The proposed new site would have a structure that would allow Gleizes and his crew to drive up and release the fish straight from the tanker truck into a V-shaped structure that would funnel the fish into a pipe that extends out into the creek.

“You could just pull the gate on the back of the tank and let water and fish all go at once,” Gleizes said. “It’s less fish handling, so less stress on the fish.”

A third site would also allow the fish more range into their natural habitat, where they used to spawn before the eruption and the retention structure.

“This additional release site just opens up more available spawning habitat for coho and steelhead both, and potentially a reintroduction of even fall chinook into the upper Toutle River in the foreseeable future,” Gleizes said.

While the fish still wouldn’t be harvestable by fishermen, Gleizes said at this point it’s more about the intrinsic value of having salmon in the Toutle River.

WDFW Habitat Program Manager David Howe added “the more that we allow them access to their historical habitat, the closer we get to potentially delisting some of these runs” from the endangered species list.

“When we can delist them, there’s even more recreational opportunity when it comes to fishing,” he said. “So this gets us one step closer.”

Drones and WDFW

WDFW flew its first drone in 2017, and since then has used them for everything from counting moose and rabbits to monitoring restoration projects. Fornes said he expects uses will expand as more people become familiar with drone technology and as processing software improves.

In the case of Deer Creek, using a drone “saved on-the-ground crews in waders who knows how much time trotting around up there trying to figure out how it was all intertwined,” Fornes said.

If Fornes hadn’t used the drones, crews would have driven out to the remote site and spent hours hiking the area, making sketches and taking certain measurements. With drone imagery, Fornes was able to stand on the sediment plain and get photos with such high resolution that researchers can make “an infinite amount of measurements” and revisit the photos for any number of projects.

Even helicopter imagery doesn’t compare, Fornes said, because while the images may be sharper than something like Google Earth, a helicopter flight is expensive and putting a crew in the air creates an unnecessary risk.

Howe said “there’s no question that this is more efficient than what a ground crew would be able to produce,” adding that drones allow scientists to be more effective, and that will only continue as they “continue to understand the capabilities and technology.”

For example, Fornes said there is software available that takes drone photos and creates a three-dimensional model, like a land survey, that can be easily repeated to monitor sediment movement. Other software can be trained to recognize and count specific objects, like logs or sharks, freeing up researcher time.

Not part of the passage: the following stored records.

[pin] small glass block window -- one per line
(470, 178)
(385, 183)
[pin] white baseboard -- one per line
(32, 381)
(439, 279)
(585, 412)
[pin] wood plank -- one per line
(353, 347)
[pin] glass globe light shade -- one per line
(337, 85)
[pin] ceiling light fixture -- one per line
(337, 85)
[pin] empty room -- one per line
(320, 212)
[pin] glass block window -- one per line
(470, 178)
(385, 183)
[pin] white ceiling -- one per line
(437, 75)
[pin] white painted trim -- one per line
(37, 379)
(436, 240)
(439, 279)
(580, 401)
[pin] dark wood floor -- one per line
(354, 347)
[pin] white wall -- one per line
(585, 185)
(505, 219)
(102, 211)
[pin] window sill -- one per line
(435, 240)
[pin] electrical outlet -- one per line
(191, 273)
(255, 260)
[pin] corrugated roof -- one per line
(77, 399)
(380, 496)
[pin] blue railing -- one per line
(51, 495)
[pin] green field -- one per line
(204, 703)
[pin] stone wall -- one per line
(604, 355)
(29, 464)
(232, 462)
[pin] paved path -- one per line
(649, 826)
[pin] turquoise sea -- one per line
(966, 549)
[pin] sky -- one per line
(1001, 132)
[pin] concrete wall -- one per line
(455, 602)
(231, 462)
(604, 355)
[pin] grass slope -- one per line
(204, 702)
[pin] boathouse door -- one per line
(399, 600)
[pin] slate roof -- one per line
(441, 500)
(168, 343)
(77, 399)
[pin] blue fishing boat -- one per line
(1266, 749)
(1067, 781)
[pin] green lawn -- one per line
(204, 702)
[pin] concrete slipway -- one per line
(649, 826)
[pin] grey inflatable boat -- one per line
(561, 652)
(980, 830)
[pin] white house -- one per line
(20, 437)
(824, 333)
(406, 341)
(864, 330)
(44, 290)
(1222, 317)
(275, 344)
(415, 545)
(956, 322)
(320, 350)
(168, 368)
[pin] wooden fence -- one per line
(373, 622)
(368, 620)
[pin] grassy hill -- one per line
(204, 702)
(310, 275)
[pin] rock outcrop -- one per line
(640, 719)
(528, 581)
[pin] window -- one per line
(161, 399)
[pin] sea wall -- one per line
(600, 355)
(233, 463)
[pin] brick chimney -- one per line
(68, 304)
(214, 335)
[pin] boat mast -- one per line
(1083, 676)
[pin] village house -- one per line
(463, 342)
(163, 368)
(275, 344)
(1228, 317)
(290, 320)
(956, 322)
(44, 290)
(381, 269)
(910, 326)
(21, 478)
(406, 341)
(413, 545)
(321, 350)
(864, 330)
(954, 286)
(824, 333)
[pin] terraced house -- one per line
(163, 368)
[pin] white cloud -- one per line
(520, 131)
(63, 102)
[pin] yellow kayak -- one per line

“The actual imagery collection is one thing, but the science is moving forward really rapidly on what you can get from that imagery,” Fornes said. “That kind of use is only going to increase as we move forward with these things. Who knows what we’ll be able to do with them five years from now?”

As with any tool, there are drawbacks. For example, Fornes said the composite image struggled to stitch some of the photos in, so while they can be viewed separately, they’re not in the composite.

There are also strict Federal Aviation Administration regulations stating who can fly drones and where they can be flown. Fornes had to be licensed to fly the drone and must submit flight plans before surveying Deer Creek.

Howe said WDFW also is sensitive to privacy concerns, so they notify the public before they fly and only fly in areas where they have permission from everyone involved. Fornes added that WDFW created a drone policy of its own, to make it “very clear we’re going to respect privacy and be transparent when it comes to what we plan to use them for.”